Since 1998, the Program of Women, Gender, and Sexuality (WGS) has given students and faculty the space they need to engage with interdiscplinary feminist and queer scholarship — scholarship that has long been overlooked and undervalued.
One of the valuable resources the program offered was the WGS Teaching Fellowships. WGS has offered six of these fellowships every year to graduate students so that they could teach undergraduate courses in the WGS program that were popular and well-received among students.
When the University announced its decision to end the WGS Teaching Fellowships in early November, we were disappointed and confused. The end of the fellowship means the removal of five courses each year that the program offers as part of the WGS minor.
The University did not offer explanations in their initial announcement. Instead, it hosted the WGS town hall only after WGS fellows protested the end of the fellowships with an open letter and petition that now has over 600 signatures.
We’re also concerned by the University’s failure to consult those involved in the program. According to Matthew Roller, the Vice Dean for Graduate Education and Centers and Programs, the WGS co-directors and their faculty advisory board came to the decision to end the fellowships after several years of discussion. However, Roller stated that he doesn’t know whether or not students were involved in these conversations. In the open letter, students claim that Hopkins did not consult any WGS teaching fellows before making the decision.
We understand that the WGS Teaching Fellowships are not perfect. Roller explained in an email to The News-Letter that they did not provide a high enough stipend and that they do not come with tuition remission or health insurance. He hopes students interested in the WGS Teaching Fellowship will now apply to the Dean’s Teaching Fellowship (DTF) instead. The DTF is open to all graduate students, and according to Roller, not enough have been applying for it. Through a DTF, graduate students may be able to teach the same classes they would under the WGS Teaching Fellowships and receive more financial compensation and better health benefits.
Nevertheless, we are still troubled by how the WGS Teaching Fellowships ended so suddenly, with little explanation from the University and little to no consultation with the student body. The sudden end of the fellowships indicates a lack of communication and transparency from the University that is disappointing.
Graduate students deserve to be a part of the conversation. At the very least, they deserve to know in advance why a potentially crucial part of their research and experience here at Hopkins may no longer be available.
The cancellation of the fellowships also represents a symbolic loss to the University at large. The cancellation indicates that once again, Hopkins has chosen to ignore student demand for more diverse course offerings.
Hopkins does not devote enough attention or resources to WGS, especially in comparison to our peer institutions. It’s true that Hopkins is not the only university that does not offer a BA in women and gender studies. However, seven of the eight Ivies and comparable schools such as Massachusetts Institute of Technology, the University of Chicago and Northwestern offer these studies as majors.
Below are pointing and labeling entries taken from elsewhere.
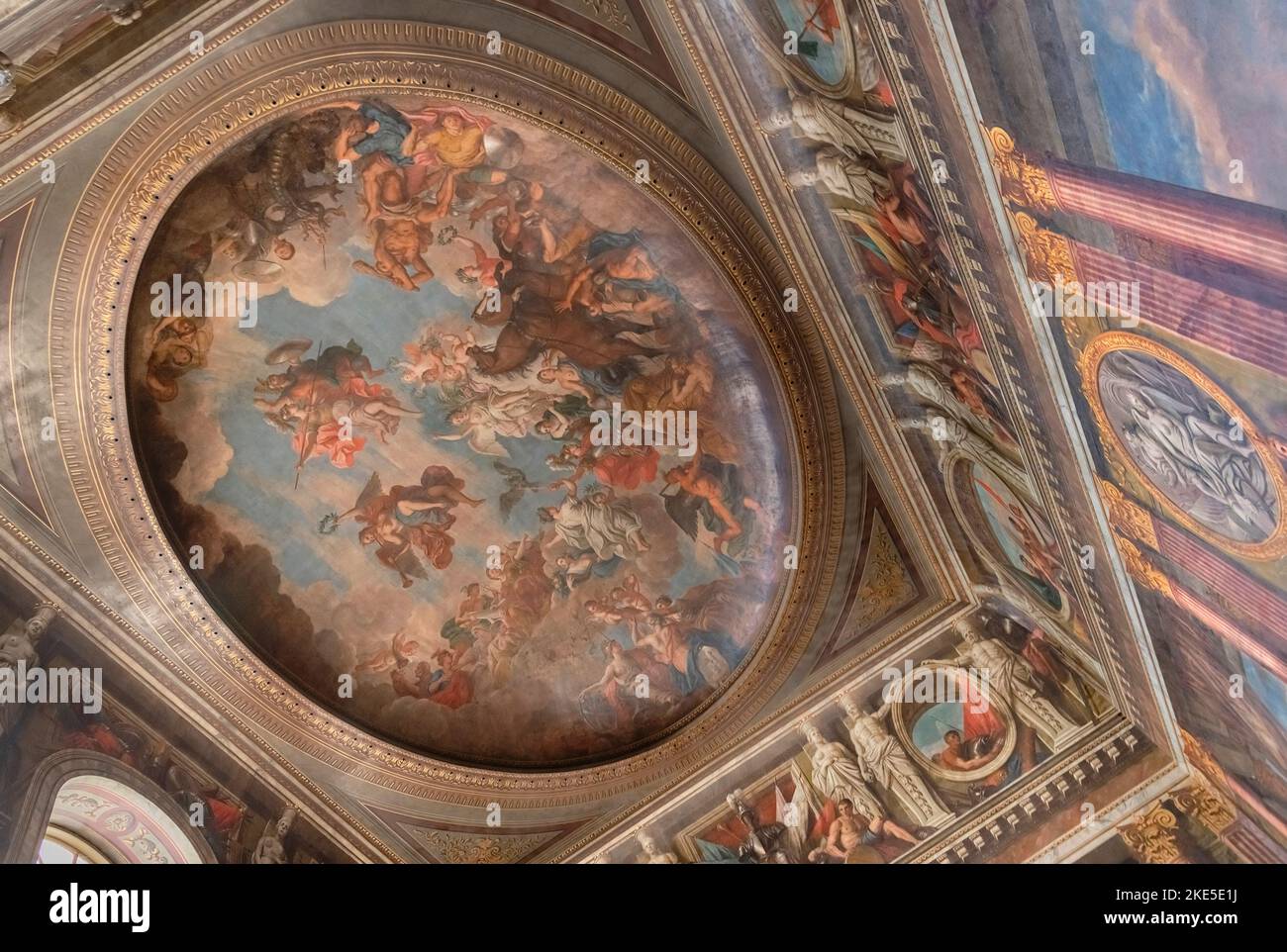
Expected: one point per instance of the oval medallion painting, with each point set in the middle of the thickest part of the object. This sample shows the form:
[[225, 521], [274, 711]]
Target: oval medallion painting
[[454, 410]]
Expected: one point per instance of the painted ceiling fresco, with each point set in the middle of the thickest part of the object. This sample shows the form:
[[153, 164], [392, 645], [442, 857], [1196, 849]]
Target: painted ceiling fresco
[[394, 471], [389, 364]]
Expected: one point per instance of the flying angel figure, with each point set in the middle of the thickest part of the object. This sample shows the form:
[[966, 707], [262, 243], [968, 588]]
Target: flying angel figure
[[386, 659], [519, 485]]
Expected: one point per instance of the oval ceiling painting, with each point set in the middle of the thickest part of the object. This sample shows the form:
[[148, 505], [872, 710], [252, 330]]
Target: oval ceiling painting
[[459, 431]]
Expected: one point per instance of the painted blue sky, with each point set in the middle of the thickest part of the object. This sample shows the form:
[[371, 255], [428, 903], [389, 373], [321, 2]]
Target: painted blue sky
[[1191, 85]]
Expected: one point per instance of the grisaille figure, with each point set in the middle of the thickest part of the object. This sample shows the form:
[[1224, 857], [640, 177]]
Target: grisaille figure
[[856, 133], [884, 762], [652, 853], [18, 646], [948, 431], [838, 776], [270, 848], [764, 843], [1012, 678]]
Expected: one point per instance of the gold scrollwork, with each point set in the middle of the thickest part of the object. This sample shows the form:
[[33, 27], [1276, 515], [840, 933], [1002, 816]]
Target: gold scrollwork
[[1022, 181], [1152, 837], [1127, 513]]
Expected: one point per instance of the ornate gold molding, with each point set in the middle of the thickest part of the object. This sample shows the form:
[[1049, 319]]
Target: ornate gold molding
[[1022, 181]]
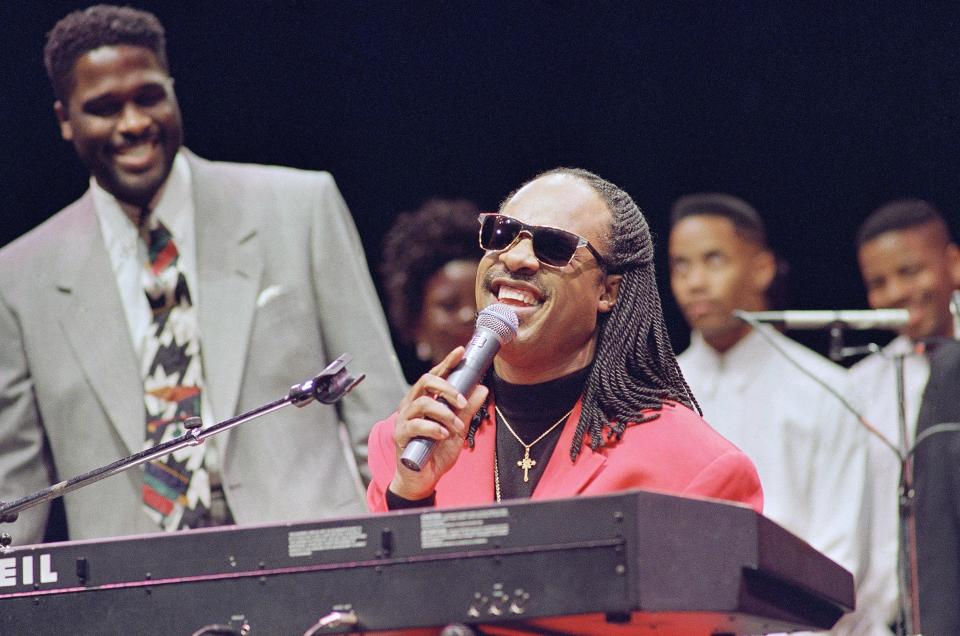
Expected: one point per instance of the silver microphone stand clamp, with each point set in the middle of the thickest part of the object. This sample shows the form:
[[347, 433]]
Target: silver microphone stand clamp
[[332, 384], [328, 387]]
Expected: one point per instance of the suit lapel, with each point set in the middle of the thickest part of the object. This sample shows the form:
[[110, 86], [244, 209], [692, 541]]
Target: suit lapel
[[564, 478], [229, 267], [473, 473], [94, 323]]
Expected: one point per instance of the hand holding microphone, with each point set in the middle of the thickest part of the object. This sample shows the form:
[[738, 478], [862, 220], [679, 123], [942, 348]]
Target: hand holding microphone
[[427, 422]]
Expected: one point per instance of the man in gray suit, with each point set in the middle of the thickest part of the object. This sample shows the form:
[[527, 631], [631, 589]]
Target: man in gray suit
[[278, 287]]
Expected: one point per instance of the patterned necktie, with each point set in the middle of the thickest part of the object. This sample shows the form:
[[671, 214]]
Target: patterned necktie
[[176, 487]]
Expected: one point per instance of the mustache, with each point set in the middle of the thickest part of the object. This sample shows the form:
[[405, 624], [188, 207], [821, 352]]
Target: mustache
[[521, 276]]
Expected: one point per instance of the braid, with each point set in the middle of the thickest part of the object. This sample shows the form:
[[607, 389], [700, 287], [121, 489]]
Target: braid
[[635, 368]]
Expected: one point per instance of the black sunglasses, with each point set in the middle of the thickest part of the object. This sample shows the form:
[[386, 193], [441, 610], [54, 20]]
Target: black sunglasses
[[551, 246]]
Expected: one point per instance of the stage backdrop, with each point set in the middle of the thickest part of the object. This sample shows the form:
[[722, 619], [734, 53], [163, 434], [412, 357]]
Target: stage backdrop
[[815, 112]]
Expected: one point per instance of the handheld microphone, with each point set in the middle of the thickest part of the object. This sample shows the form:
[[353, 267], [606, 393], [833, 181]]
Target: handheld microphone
[[860, 319], [496, 326], [955, 313]]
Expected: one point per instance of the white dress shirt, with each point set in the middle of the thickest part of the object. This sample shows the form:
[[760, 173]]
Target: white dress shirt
[[875, 381], [809, 451]]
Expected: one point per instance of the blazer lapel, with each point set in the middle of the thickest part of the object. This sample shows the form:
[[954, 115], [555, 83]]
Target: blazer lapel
[[471, 478], [94, 323], [229, 267], [564, 478]]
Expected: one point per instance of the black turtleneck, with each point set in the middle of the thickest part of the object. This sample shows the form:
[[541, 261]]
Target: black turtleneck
[[531, 409]]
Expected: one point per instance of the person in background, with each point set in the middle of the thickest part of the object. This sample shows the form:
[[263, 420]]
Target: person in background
[[810, 453], [908, 260], [177, 287], [428, 272]]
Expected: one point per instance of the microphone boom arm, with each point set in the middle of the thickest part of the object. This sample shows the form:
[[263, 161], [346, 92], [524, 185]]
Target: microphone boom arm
[[327, 387]]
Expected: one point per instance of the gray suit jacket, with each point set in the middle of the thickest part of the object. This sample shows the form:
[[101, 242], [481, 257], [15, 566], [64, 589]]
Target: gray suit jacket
[[284, 289]]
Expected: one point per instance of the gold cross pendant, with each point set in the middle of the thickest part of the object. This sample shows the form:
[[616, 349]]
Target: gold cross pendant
[[526, 464]]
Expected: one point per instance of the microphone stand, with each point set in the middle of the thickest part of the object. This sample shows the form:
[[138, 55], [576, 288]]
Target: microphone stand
[[328, 387]]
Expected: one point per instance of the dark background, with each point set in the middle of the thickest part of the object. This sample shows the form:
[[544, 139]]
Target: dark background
[[815, 112]]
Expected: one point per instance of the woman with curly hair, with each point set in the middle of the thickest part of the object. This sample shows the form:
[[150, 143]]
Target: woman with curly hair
[[428, 269]]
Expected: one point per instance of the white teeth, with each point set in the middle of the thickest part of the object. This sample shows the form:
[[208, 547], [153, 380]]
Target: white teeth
[[509, 293], [138, 150]]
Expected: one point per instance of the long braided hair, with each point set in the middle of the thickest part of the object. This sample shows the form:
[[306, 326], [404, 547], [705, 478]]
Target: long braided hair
[[635, 369]]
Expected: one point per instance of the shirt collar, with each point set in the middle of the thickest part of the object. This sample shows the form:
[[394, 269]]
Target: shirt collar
[[173, 206], [732, 369]]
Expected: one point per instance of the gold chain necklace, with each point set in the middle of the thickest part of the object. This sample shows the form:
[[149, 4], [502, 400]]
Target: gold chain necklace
[[527, 462]]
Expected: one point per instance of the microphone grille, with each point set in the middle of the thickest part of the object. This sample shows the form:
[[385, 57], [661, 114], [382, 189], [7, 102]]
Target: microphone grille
[[501, 320]]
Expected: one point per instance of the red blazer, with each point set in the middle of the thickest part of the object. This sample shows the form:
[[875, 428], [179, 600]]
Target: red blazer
[[678, 453]]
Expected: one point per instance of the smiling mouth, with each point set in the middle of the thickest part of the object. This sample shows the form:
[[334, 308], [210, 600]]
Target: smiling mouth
[[136, 157]]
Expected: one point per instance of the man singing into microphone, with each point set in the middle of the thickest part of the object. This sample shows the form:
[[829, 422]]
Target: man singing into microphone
[[588, 397], [810, 453]]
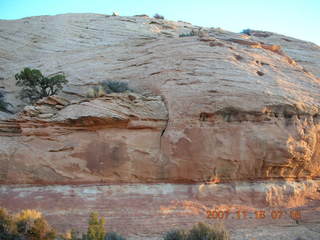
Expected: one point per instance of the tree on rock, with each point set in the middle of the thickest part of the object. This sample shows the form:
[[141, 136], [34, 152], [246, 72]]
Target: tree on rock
[[96, 229], [36, 86]]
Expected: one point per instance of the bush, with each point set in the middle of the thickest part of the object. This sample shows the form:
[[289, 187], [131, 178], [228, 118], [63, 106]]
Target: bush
[[203, 231], [200, 231], [96, 229], [28, 224], [3, 104], [175, 235], [114, 86], [113, 236], [246, 31], [106, 87], [158, 16], [190, 34], [36, 86]]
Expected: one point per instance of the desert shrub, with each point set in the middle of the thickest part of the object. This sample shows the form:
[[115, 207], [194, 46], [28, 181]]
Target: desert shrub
[[158, 16], [113, 236], [175, 235], [28, 224], [8, 228], [106, 87], [114, 86], [246, 31], [96, 229], [3, 104], [190, 34], [36, 86], [200, 231], [33, 226], [203, 231]]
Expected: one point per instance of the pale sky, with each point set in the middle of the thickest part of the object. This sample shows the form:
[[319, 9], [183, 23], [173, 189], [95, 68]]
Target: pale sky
[[295, 18]]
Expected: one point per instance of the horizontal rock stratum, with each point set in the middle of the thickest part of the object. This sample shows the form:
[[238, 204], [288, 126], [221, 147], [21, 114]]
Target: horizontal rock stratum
[[221, 106], [216, 120]]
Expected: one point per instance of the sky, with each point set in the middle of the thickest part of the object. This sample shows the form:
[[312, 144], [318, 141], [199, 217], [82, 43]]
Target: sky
[[295, 18]]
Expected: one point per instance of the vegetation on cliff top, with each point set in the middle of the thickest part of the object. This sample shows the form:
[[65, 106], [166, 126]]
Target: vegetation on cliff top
[[36, 86], [31, 225]]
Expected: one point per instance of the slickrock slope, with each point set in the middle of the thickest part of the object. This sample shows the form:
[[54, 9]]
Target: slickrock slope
[[239, 107], [214, 107]]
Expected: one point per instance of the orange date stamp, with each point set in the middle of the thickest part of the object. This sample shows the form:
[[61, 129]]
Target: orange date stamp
[[258, 214]]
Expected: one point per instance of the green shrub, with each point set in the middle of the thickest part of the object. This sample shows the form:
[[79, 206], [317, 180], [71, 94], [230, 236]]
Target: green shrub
[[158, 16], [113, 236], [203, 231], [200, 231], [114, 86], [106, 87], [3, 104], [96, 229], [36, 86], [175, 235], [190, 34], [28, 224], [246, 31]]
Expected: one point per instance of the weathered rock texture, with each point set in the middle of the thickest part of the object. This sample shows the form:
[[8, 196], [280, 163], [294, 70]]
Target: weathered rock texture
[[216, 106], [238, 107]]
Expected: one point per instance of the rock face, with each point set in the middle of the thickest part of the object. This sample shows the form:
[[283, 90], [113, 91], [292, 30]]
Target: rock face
[[112, 138], [238, 107], [208, 106]]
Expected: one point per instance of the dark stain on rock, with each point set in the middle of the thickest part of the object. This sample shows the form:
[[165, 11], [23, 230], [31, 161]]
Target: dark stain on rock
[[104, 156]]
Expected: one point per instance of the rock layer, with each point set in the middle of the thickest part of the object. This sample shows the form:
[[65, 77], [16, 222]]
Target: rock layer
[[239, 107]]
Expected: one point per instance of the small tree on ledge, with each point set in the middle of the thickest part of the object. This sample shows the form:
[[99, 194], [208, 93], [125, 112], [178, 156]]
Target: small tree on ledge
[[36, 86]]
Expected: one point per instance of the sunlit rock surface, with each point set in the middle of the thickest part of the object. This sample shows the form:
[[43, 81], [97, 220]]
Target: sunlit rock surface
[[210, 108]]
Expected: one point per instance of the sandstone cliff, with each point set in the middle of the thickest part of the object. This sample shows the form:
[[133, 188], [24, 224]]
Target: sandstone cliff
[[230, 106], [216, 106]]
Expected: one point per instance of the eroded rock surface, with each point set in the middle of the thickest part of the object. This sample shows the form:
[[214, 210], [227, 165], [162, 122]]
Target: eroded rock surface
[[212, 107], [239, 107]]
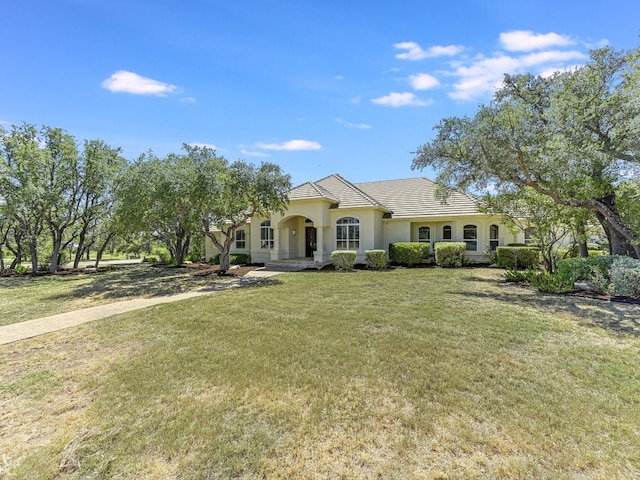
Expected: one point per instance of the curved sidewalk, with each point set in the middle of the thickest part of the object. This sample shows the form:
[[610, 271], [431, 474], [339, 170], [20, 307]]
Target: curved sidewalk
[[33, 328]]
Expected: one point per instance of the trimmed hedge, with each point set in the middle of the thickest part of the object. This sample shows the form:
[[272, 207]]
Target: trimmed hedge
[[375, 259], [618, 275], [234, 259], [409, 253], [344, 259], [513, 257], [450, 254], [577, 269]]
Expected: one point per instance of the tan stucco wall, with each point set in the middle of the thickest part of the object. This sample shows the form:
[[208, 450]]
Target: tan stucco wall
[[376, 232], [211, 250], [407, 230]]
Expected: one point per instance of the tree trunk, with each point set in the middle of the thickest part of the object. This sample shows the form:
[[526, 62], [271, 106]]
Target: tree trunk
[[79, 249], [56, 235], [102, 248], [581, 238], [224, 247], [33, 246]]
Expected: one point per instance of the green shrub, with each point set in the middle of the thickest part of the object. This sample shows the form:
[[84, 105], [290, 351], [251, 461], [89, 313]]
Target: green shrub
[[624, 277], [375, 259], [163, 255], [513, 275], [450, 254], [550, 283], [584, 269], [344, 259], [512, 257], [409, 253], [234, 259], [22, 270]]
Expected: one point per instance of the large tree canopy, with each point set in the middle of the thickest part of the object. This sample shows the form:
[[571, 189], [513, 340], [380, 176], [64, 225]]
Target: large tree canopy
[[49, 185], [179, 196], [573, 137], [243, 191]]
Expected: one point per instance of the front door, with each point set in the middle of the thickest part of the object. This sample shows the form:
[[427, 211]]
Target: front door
[[310, 241]]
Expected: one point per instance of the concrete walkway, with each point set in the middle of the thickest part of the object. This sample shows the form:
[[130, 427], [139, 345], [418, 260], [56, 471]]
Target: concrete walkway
[[32, 328]]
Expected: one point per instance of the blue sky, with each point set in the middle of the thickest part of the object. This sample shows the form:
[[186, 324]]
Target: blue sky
[[318, 87]]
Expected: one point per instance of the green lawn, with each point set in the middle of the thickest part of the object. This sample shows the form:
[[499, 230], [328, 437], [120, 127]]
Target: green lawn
[[405, 374], [26, 297]]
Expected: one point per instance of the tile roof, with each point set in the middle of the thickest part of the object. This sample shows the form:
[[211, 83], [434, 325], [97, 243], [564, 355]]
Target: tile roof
[[309, 191], [415, 197], [407, 198], [348, 194]]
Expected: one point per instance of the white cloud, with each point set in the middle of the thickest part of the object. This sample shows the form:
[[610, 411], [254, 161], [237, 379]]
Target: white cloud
[[483, 75], [423, 81], [415, 51], [204, 145], [291, 145], [250, 153], [526, 40], [395, 99], [129, 82], [353, 125]]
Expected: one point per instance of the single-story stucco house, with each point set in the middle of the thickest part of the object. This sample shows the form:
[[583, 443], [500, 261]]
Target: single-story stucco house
[[335, 214]]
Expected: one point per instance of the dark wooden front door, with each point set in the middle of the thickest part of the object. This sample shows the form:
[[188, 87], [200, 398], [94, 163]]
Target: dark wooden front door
[[310, 241]]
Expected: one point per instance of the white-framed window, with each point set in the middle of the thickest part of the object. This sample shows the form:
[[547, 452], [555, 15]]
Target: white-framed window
[[241, 239], [470, 237], [348, 233], [529, 235], [424, 234], [494, 237], [266, 235]]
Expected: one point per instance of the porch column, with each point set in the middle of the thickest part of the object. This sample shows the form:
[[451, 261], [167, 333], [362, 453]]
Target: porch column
[[275, 251], [318, 254]]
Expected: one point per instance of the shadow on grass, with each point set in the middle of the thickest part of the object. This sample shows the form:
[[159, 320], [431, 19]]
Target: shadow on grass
[[148, 282], [612, 315]]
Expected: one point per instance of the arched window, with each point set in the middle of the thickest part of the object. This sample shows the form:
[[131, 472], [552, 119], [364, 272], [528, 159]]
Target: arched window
[[529, 235], [266, 235], [241, 240], [348, 233], [494, 237], [424, 234], [470, 237]]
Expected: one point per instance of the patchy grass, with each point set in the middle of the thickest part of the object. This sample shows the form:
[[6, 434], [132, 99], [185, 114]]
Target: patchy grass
[[28, 297], [426, 373]]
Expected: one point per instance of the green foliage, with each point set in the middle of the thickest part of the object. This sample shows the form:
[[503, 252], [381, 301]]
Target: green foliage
[[344, 260], [550, 283], [570, 137], [450, 254], [585, 269], [22, 270], [375, 259], [514, 275], [234, 259], [617, 275], [518, 257], [624, 276], [408, 253]]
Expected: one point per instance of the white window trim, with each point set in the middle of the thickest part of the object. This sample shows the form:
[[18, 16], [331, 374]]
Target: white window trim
[[472, 241], [350, 242]]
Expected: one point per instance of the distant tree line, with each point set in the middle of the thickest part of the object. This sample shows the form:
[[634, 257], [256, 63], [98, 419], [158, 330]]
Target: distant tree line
[[57, 194], [560, 150]]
As one signator on the WGS petition commented, “It’s appalling how behind the university is generally on this topic compared to its peers, an indication of a clear lack of inclusivity.” We wonder why the University chose to further remove resources from the program as opposed to offering more constructive solutions.
Hopkins claims that it recognizes the importance of diversity in the classroom. Indeed, it has made an effort to hire more female professors, and has outlined plans to expand support for cross-disciplinary programs, such as the Center for Africana Studies, Islamic Studies, Jewish Studies and WGS.
This is commendable. However, the cancellation of the WGS fellowships does not comport with these goals. If the University were truly committed to expanding support to these cross-disciplinary academic programs and promoting diversity in the classroom, it would build on existing opportunities such as the WGS Teaching Fellowships.
Roller said that one motive for ending the fellowships was that other programs and departments did not offer comparable opportunities. However, why not create these opportunities rather than get rid of WGS fellowships?
The fact that the University decided to cut the fellowships shows that the administration is more focused on removing than improving. Opting immediately for the program’s cancelation indicates that the University undervalues the importance and impact that fellowships funding courses in the program of Women, Gender, and Sexuality could potentially have.
We hope that this does not become a trend. We hope that in the future, the University will consult with students when making significant changes to the programs and departments of which they are a part. We hope that the administration will work harder to constructively build on resources like the WGS fellowships, instead of simply taking them away. And we hope in the future that the University will keep its promise to expand cross-disciplinary, historically underfunded programs. The only way to truly support diversity at Hopkins is by creating more opportunities, not by shutting down the few that exist.